Specific Resource Identification Criteria

Antibodies

Unique antibody identification required at least one of the following: (1) an identifier resolving to a universal registry/database identifier such as the Antibody Registry (www.antibodyregistry.org) or eagle-i repository (http://www.eagle-i.net), or a vendor name and catalog number for resolving to a single offering; (2) for antibodies not publicly available, sufficient protocol details on production of the antibody so as to allow reproduction. This detail minimally includes specifying the host organism and identity of the immunogen used. For peptide immunogens, criteria for sequence identification above apply, i.e., that an immunogenic protein or peptide resolves to single gene product sequence. Note that the criteria for identifiability do not include the lot or batch number, although a case could be made for this level of granularity.

Organisms

For ‘wild-type’ organism strains, an unambiguous name or identifier, such as a stock number, the official International Mouse Strain Resource (IMSR) name or a MOD number, is required as well as a source vendor, repository, or lab. For genetically modified strains, identifiability requires reporting or reference to all genotype information known, including genetic background and breeding information, and precise alterations identified in or introduced into the genome (including known sequence, genomic location, and zygosity of alterations). For random transgene insertions, it is not required that genomic location of insertion(s) is known, but precise sequence of inserted sequence should be unambiguously resolvable according to sequence identification criteria above. For targeted alterations, genomic context of the targeted locus and the precise alterations to the locus should be specified according to sequence identification criteria above. This information can be provided directly, or through reference to a MOD record or catalog offering where such information is available. The MODs provide specific nomenclature guidelines that are consistent with these views.

Cell lines

For standard publically available lines, an unambiguous name or identifier is required as well as a source for the line (e.g., a vendor or repository). This information should resolve to data about the organismal source and line establishment procedures.
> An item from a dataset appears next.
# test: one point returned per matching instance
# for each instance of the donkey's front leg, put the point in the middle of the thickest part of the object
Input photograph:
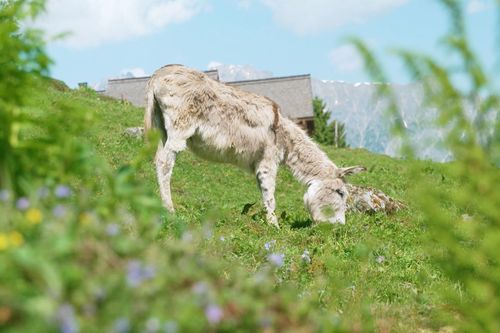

For example, a common cell line reported that can be obtained from ATCC would be considered identifiable, however, if only the name of the line is mentioned without any other identifying information then it is considered unidentifiable. For novel lab-generated cell lines, an organismal source (species and known genotype information, anatomical entity of origin, developmental stage of origin) and any relevant procedures applied to establish a stable lineage of cells. Additionally, some indication of passage number is recommended but not strictly required. For genetically modified lines, identifiability criteria are analogous to those for genetically modified organisms, including genomic location and zygosity or copy number of modifications where this information is known.

Constructs

Construct backbone should be unambiguously identified and resolvable to a complete vector sequence (typically through a vendor or repository). The sequence of construct inserts should be identifiable according to sequence identification criteria above. Most expression constructs incorporate cDNA—so it is particularly important that the exons included in this insert are resolvable when more than one splice variant exists for a gene transcript. This means that specifying the name of a gene or a protein expressed may not be sufficient if this does not allow for unambiguous resolution to a cDNA sequence. Identification does not require precise description of MCS restriction sites used for cloning, but this information is encouraged. Relative location and sequence of epitope tags and regulatory sequences (promoters, enhancers, etc.) should be specified (e.g., ‘N-terminal dual FLAG tag’ is sufficient). For example, referencing the accession number and the vector backbone is sufficient to identify the construct, as in: “for the full-length Dichaete construct, the insert was amplified from the full-length cDNA clone (GenBank accession X96419 and cloned into the HindIII and KpnI sites of pBluescript II KS(!)” (Shen, Aleksic & Russell, 2013). However, in most constructs, such level of detail is omitted.

Knockdown reagents

Identifiability requires specific and complete sequence identification according to the criteria outlined above. This will typically be direct reporting of the sequence, as these are generally short oligos. For example, this text provided in the method section was considered identifiable: “The DNA target sequence for the rat Egr-2 (NM_053633.1) gene was CAGGAUCCUUCAGCAUUCUTT” (Yan et al., 2013). In cases where sequence information was not provided, the reagent was considered unidentifiable.

Statistical analysis

Since the data was binomial in that each resource was either identifiable or not, we used a binomial confidence interval strategy for calculating upper and lower 95% confidence intervals (CI) (http://www.biyee.net/data-solution/resources/binomial-confidence-interval-calculator.aspx). Error bars for the corresponding 95% CI are displayed on the graphs. Statistical significance was determined by calculating the z-score.

Results and Discussion

The goal of our study was to determine the proportion of research resources of five common types that can be uniquely identified as reported in the literature. ‘Unique identification’ requires that a resource can be obtained or re-created based on information provided in or resolvable from a publication. The criteria for identifiability were established a reasonable level of granularity, recognizing that finer levels, e.g., lot or litter number, may be possible. Establishing identifiability criteria was central to our effort, and these criteria are complex and varied between resource types as described in the Methods section. The results of our study provide quantification of this problem in the literature. In total, only 54% (922/1703) of evaluated resources were uniquely identifiable. Considerable variability was found across resource types (Fig. 1A), which may result from the inherent differences in the attributes relevant to their identification, or from the level of external support for applying identifiers and metadata for their unique identification. In addition, the level of identifiability for each resource type is tied directly to the stringency of the criteria that were separately developed for each, which are unavoidably exposed to some degree of subjectivity.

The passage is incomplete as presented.